# Baby Twin No Power



## craigdwilliams (May 13, 2014)

Hi there,

New to the forum, but long time home espresso officionado! I'm in Manchester with a broken 7-8 y/o Baby Twin.. Started with the flickering lights/random switching etc. last week, now no power at all. Can't hear any relays click when I turn the power on now, whereas before there would be at least one click; sometimes more if the lights/switches were flashing..

I read here that CPU board failure can cause the flickering/random behaviour of the touch switches, and that a new board can be fitted to fix it, but wondering if that problem may have caused another problem (like blown a fuse or something worse; it smells a bit like it's been 'hot electrically' in there-not sure if that's normal??) Or is 'completely dead' just the final destination on the journey of bad CPU?

Looks like a board would be easy to replace, but no idea how to test/repair anything else in there!

Not a lot of money to spend, and hoping to keep a repair bill under £100. Is this realistic? I think if it is likely to run over £100 I'd rather put that towards a Classic or Sylvia... But somehow I gotta get my morning shot!!

Appreciate any advice, and ready for some hard truths if necessary.

Thanks,

Craig.


----------



## froggystyle (Oct 30, 2013)

Why not just pick up a classic, ebay for £75-£100 or new from Amazon for £120-£140.


----------



## Charliej (Feb 25, 2012)

If I remember correctly the new cpu board is rather expensive on its own I would suggest just looking for a good used Classic off a forum member and keeping the Baby Twin for any possible spares you may be able to cannibalise from it.


----------



## craigdwilliams (May 13, 2014)

Hey Froggy, I certainly can't find anything that cheap on eBay or amazon!


----------



## froggystyle (Oct 30, 2013)

Keep an eye out everyday on the amazon warehouse for deals, they are returns but normally just with damaged cartons.

http://www.amazon.co.uk/Warehouse-Deals/b?ie=UTF8&node=304071031

Ebay, be cheeky, if you spot one near you that has no bids make an offer, thats what i did and picked one up for £75, i guess you have to be careful and ideally should see it working first.

One here for £127

http://www.ebay.co.uk/itm/Gaggia-Classic-2-Cups-Espresso-Machine-/171326205565?pt=UK_Homes_Garden_Kitchen_Kettles&hash=item27e3d66e7d


----------



## craigdwilliams (May 13, 2014)

Appreciate the tips mate. And I was just in Leeds on Saturday!


----------



## froggystyle (Oct 30, 2013)

To be honest, i would hold fire and keep an eye on the for sale part of this site, you know you will get a well looked after machine with maybe the OPV and wand mod already done.

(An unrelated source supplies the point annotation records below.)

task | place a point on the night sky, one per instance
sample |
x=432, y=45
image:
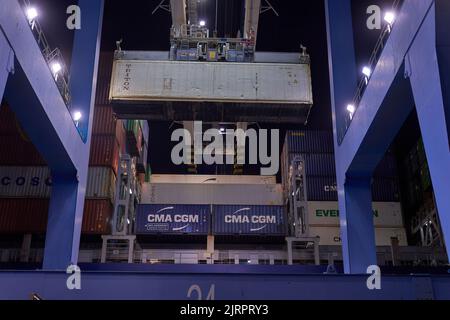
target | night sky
x=300, y=22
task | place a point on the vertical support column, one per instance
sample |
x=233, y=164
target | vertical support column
x=425, y=77
x=357, y=228
x=355, y=199
x=68, y=192
x=64, y=222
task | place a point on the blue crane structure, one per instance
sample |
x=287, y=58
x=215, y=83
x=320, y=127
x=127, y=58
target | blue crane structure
x=412, y=69
x=29, y=85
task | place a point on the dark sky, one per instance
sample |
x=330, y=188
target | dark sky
x=300, y=22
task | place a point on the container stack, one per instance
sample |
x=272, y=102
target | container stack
x=317, y=150
x=25, y=179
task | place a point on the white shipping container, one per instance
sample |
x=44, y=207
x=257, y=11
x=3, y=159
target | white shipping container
x=142, y=80
x=331, y=236
x=326, y=213
x=218, y=194
x=35, y=182
x=212, y=179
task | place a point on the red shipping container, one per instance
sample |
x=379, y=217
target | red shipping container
x=104, y=152
x=16, y=151
x=121, y=136
x=21, y=216
x=104, y=121
x=97, y=217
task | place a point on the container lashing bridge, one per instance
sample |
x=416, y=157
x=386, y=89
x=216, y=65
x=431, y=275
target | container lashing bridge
x=412, y=70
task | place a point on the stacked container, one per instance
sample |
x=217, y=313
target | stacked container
x=317, y=150
x=25, y=179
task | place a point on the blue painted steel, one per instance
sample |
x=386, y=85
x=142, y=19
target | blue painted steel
x=69, y=188
x=386, y=103
x=249, y=220
x=357, y=230
x=41, y=111
x=431, y=105
x=6, y=62
x=221, y=283
x=175, y=219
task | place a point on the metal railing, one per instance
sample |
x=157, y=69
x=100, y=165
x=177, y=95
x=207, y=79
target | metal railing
x=51, y=56
x=373, y=61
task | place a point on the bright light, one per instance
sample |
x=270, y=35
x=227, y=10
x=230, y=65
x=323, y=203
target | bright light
x=77, y=115
x=32, y=14
x=367, y=72
x=389, y=17
x=56, y=68
x=351, y=108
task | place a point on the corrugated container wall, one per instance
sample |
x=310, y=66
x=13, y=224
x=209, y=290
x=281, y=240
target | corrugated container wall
x=173, y=219
x=105, y=152
x=36, y=182
x=249, y=220
x=104, y=78
x=316, y=148
x=19, y=216
x=23, y=215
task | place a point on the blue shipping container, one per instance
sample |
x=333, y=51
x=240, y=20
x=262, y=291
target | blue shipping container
x=249, y=220
x=176, y=219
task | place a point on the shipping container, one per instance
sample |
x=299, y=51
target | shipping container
x=249, y=220
x=386, y=190
x=321, y=189
x=213, y=179
x=97, y=217
x=36, y=182
x=309, y=142
x=101, y=183
x=20, y=216
x=165, y=193
x=25, y=182
x=210, y=82
x=104, y=78
x=331, y=236
x=173, y=219
x=386, y=214
x=8, y=121
x=104, y=121
x=105, y=152
x=17, y=150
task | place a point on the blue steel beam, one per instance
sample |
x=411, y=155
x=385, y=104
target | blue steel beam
x=69, y=190
x=357, y=230
x=40, y=109
x=429, y=82
x=387, y=101
x=6, y=63
x=220, y=283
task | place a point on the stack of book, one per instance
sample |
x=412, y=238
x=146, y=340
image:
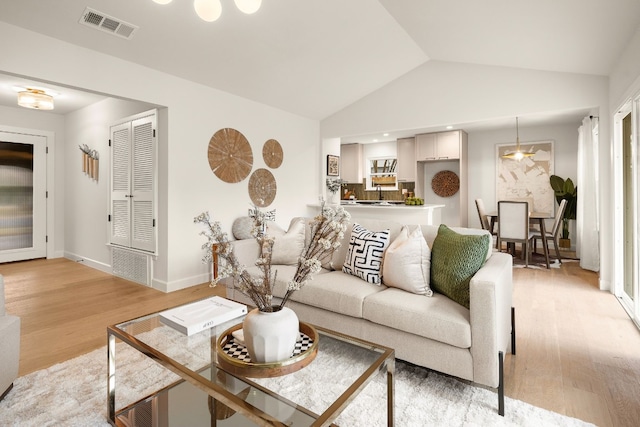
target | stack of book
x=198, y=316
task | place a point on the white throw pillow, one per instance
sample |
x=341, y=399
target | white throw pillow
x=407, y=263
x=365, y=254
x=288, y=246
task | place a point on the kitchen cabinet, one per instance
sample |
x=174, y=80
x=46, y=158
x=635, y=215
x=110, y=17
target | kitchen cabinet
x=351, y=163
x=438, y=146
x=437, y=152
x=406, y=148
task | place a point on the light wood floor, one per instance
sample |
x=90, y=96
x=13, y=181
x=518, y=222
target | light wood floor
x=577, y=351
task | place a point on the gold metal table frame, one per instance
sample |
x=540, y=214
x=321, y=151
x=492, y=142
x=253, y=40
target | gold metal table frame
x=204, y=378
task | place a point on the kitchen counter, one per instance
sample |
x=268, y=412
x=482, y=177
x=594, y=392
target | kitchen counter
x=427, y=214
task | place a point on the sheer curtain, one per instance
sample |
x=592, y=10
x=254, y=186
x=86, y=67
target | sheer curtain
x=588, y=249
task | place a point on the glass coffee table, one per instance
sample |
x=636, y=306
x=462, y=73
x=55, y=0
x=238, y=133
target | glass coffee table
x=207, y=394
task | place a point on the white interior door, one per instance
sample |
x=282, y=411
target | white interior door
x=23, y=203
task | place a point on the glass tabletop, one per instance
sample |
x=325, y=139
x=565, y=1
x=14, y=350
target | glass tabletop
x=291, y=399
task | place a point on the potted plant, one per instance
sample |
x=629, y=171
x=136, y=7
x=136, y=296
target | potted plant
x=564, y=189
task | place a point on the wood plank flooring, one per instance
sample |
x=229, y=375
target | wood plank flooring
x=578, y=353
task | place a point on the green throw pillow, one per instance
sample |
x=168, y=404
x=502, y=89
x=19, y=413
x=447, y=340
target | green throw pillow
x=455, y=258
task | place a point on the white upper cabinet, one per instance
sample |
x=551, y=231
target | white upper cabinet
x=438, y=146
x=351, y=163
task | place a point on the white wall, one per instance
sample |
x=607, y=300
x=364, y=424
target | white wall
x=194, y=113
x=482, y=163
x=87, y=200
x=440, y=93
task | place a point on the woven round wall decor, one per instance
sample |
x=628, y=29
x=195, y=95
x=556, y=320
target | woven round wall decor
x=262, y=188
x=230, y=155
x=272, y=153
x=445, y=183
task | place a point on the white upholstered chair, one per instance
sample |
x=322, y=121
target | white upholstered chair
x=554, y=234
x=513, y=226
x=9, y=346
x=484, y=220
x=482, y=214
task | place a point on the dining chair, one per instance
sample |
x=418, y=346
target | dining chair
x=554, y=234
x=484, y=220
x=513, y=226
x=482, y=214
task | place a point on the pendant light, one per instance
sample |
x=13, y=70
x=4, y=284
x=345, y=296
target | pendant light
x=518, y=154
x=211, y=10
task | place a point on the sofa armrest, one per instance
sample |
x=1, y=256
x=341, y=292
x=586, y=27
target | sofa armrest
x=491, y=292
x=247, y=251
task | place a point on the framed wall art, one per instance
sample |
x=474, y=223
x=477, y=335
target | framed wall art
x=333, y=165
x=528, y=178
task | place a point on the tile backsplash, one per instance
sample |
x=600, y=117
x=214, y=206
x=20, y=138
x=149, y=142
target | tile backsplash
x=358, y=190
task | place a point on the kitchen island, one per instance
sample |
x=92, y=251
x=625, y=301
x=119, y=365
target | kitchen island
x=427, y=214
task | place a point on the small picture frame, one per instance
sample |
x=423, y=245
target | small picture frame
x=333, y=165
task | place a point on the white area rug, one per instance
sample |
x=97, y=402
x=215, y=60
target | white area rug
x=74, y=393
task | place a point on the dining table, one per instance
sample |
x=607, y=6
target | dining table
x=534, y=217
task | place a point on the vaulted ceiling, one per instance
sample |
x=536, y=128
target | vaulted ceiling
x=313, y=58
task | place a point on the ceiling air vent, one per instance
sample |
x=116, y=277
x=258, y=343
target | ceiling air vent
x=103, y=22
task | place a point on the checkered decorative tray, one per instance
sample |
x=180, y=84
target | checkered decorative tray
x=234, y=357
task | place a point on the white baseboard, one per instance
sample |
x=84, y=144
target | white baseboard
x=106, y=268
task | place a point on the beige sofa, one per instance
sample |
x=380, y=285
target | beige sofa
x=434, y=332
x=9, y=346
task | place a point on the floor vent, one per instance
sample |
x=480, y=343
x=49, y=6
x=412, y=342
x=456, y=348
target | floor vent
x=103, y=22
x=131, y=265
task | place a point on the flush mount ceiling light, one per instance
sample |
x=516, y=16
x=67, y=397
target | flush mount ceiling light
x=518, y=154
x=210, y=10
x=37, y=99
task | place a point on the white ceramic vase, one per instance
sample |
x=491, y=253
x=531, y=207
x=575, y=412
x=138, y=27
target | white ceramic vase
x=270, y=336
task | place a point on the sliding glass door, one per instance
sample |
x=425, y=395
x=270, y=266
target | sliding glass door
x=22, y=196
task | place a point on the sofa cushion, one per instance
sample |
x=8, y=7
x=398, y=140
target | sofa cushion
x=242, y=228
x=288, y=246
x=338, y=292
x=340, y=254
x=438, y=318
x=455, y=258
x=430, y=233
x=365, y=254
x=407, y=262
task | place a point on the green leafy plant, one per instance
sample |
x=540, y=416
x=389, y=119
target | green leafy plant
x=565, y=190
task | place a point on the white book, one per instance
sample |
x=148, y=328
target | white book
x=198, y=316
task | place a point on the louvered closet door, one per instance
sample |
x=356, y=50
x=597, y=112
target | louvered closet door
x=133, y=184
x=143, y=231
x=120, y=184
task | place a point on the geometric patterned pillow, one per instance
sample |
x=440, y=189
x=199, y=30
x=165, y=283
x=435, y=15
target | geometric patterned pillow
x=365, y=254
x=455, y=258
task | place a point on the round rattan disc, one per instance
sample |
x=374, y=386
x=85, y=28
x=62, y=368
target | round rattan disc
x=230, y=155
x=445, y=183
x=272, y=153
x=262, y=188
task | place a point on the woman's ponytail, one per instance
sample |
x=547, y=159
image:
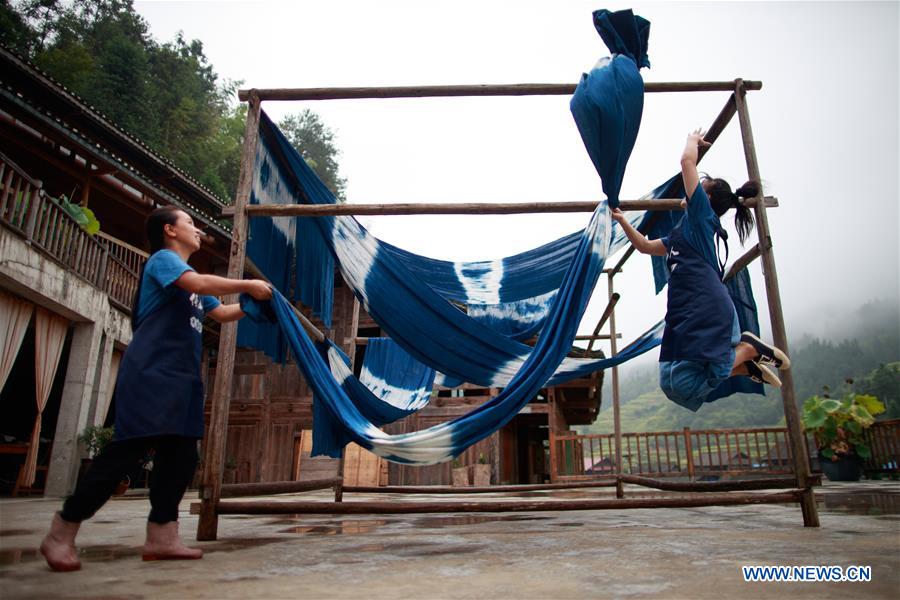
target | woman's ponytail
x=743, y=218
x=722, y=199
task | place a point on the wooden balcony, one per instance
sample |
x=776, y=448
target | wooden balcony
x=106, y=263
x=698, y=454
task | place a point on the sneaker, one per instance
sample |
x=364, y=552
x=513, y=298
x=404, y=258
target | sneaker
x=768, y=355
x=762, y=374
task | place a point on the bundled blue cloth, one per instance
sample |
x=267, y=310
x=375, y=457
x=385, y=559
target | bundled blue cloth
x=609, y=101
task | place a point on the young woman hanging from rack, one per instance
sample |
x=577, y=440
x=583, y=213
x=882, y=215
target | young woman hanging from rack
x=702, y=345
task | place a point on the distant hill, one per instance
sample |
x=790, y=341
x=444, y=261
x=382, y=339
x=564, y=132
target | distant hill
x=870, y=356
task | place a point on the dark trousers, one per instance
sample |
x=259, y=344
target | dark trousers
x=174, y=462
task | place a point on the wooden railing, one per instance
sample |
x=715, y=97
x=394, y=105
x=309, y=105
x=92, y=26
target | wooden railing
x=705, y=453
x=101, y=260
x=884, y=442
x=687, y=453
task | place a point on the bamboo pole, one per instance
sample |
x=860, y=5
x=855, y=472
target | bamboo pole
x=236, y=490
x=747, y=258
x=443, y=91
x=276, y=507
x=490, y=489
x=214, y=448
x=611, y=305
x=711, y=486
x=617, y=423
x=773, y=295
x=454, y=208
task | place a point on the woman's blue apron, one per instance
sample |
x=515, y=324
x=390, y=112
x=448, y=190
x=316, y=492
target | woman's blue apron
x=700, y=313
x=159, y=390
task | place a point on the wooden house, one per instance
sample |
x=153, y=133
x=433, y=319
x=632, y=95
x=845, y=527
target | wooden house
x=54, y=145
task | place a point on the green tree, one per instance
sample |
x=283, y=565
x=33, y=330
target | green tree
x=167, y=95
x=315, y=142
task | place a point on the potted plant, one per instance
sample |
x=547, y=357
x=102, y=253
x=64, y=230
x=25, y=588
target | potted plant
x=481, y=472
x=460, y=474
x=838, y=427
x=95, y=438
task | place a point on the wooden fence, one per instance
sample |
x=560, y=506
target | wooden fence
x=704, y=453
x=102, y=261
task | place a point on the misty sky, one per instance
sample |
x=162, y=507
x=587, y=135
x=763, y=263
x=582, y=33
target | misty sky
x=825, y=123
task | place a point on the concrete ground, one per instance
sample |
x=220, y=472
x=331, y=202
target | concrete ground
x=659, y=553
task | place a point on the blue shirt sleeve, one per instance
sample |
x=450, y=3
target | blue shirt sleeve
x=699, y=226
x=209, y=303
x=165, y=267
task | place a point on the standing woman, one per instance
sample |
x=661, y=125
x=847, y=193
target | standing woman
x=159, y=392
x=702, y=345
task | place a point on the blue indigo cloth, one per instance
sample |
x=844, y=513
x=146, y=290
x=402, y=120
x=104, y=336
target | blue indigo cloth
x=609, y=101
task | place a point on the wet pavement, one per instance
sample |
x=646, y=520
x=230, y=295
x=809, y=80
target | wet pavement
x=658, y=553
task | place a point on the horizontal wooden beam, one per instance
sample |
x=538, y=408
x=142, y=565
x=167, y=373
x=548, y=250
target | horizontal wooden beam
x=235, y=490
x=456, y=208
x=443, y=91
x=489, y=489
x=604, y=336
x=275, y=507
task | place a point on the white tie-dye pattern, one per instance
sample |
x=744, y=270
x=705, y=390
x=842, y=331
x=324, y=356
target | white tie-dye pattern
x=402, y=398
x=480, y=280
x=273, y=194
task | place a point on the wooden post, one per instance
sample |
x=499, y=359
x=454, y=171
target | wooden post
x=214, y=450
x=617, y=423
x=795, y=434
x=554, y=451
x=34, y=205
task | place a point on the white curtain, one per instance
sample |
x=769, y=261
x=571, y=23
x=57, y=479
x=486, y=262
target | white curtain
x=49, y=336
x=15, y=315
x=106, y=398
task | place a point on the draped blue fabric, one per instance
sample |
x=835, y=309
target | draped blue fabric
x=392, y=385
x=444, y=441
x=609, y=101
x=519, y=320
x=426, y=325
x=270, y=246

Or wait for one to come up on warehouse....


----------



## gaggiamanualservice.com (Dec 22, 2009)

can you be more precise on the issue, greater details. CpU is around £60, may not be that issue tho, mail me at [email protected] for quicker response


----------



## craigdwilliams (May 13, 2014)

Yeah, I was coming to that conclusion too Froggy.


----------